Now the search was on! Poring through the typical internet sites resulted in the following images of the most likely source coin. Note: as stated in the CoinWeek article mentioned above, it is interesting how our research has evolved and paradigms have shifted over time; the first “repaired” source coin that I saw was uncovered while researching the fake 1793 “S-5” wreaths (Penny-Wise, July 2016). That opened my eyes to look for more, to the point I routinely look for severely damaged/holed examples to start with – it explains the odd lettering and spacing we see on many counterfeits.

August 2012 Holed Probable Source example #1

August 2012 Holed Probable Source example #1

Comparison images of these two show the obvious areas of repair and highlight the areas expected to differ from a genuine example while matching any other struck examples.

Obverse example #5 and Known Genuine example (courtesy PCGS)

Obverse example #5 and Known Genuine example (courtesy PCGS)

Reverse example #5 and Known Genuine example (courtesy PCGS)

Reverse example #5 and Known Genuine example (courtesy PCGS)
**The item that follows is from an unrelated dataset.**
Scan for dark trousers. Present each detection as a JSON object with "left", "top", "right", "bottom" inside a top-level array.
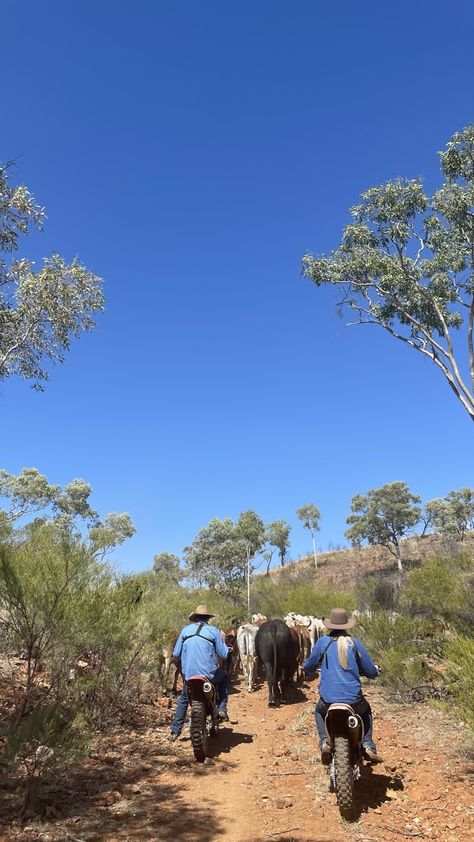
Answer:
[{"left": 314, "top": 696, "right": 377, "bottom": 751}]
As has happened in the previously researched varieties, the second suspect example appeared in a few days of internet searching; having images of the source example certainly helps to focus the search!

This example was TPG-slabbed and shown as being sold on the internet in October of 2014, roughly two years from the sale of the damaged source. Comparison images between this one and the NGC-imaged example show the common sister marks (common circulation or attribution marks) between these two, even though the images of the second example are lower resolution.

Note: as in the previous articles, the holder images have been cropped as a courtesy to those we are working with on the continuing research.

10/29/2014 Internet example #2

10/29/2014 Internet example #2

Obverse example #2 and example #5

Obverse example #2 and example #5

Reverse example #2 and example #5

Reverse example #2 and example #5

Following up routinely on our list of interwoven sellers resulted in discovering another suspicious example. This “coin” was apparently designated a counterfeit by the buyer and positive feedback given as “Got a refund for counterfeit coin”!

11/10/2015 Internet example #4 (later noted as Counterfeit)

As noted in previous research articles on this subject, a timeline proved helpful in trying to piece together the history of these, especially with the time lapses between examples.

Timeline for the 1927-S Liberty Standing Quarter:

  1. August 12, 2012: Raw internet example – probable source coin
  2. October 29, 2014: TPG-certified internet example
  3. July 30, 2015: TPG-certified internet example
  4. November 10, 2015: Raw internet example – returned as counterfeit
  5. Late 2015: Example from a known suspect TPG submission (“Not Genuine”)

Continuing the search we found a third TPG-certified example.

7/30/2015 Internet example #3

7/30/2015 Internet example #3

And now for some additional speculation, as the one raw example appears closest to the damaged source example in comparison, especially considering the localized toning of both and the appearance of the rims. We have yet to see the counterfeiters duplicate original toning…

Probable Source example #1 and raw example #4 Obverse

Probable Source example #1 and raw example #4 Obverse

Probable Source example #1 and raw example #4 Reverse

More research articles/attribution pages are in process; the focused team of watchers/researchers on our Facebook page “Dark Side” continues to be vigilant in the documentation and communication of these latest deceptive threats to our hobby.

We can all draw our own conclusions about what is real or what is “Memorex”, but I am convinced more than one of these is counterfeit! I would ask that the reader be on the lookout for other duplicate examples and REPORT them. Remember, the truth is out there!

As always, the research continues to be a collaborative effort with many EAC members and friends participating.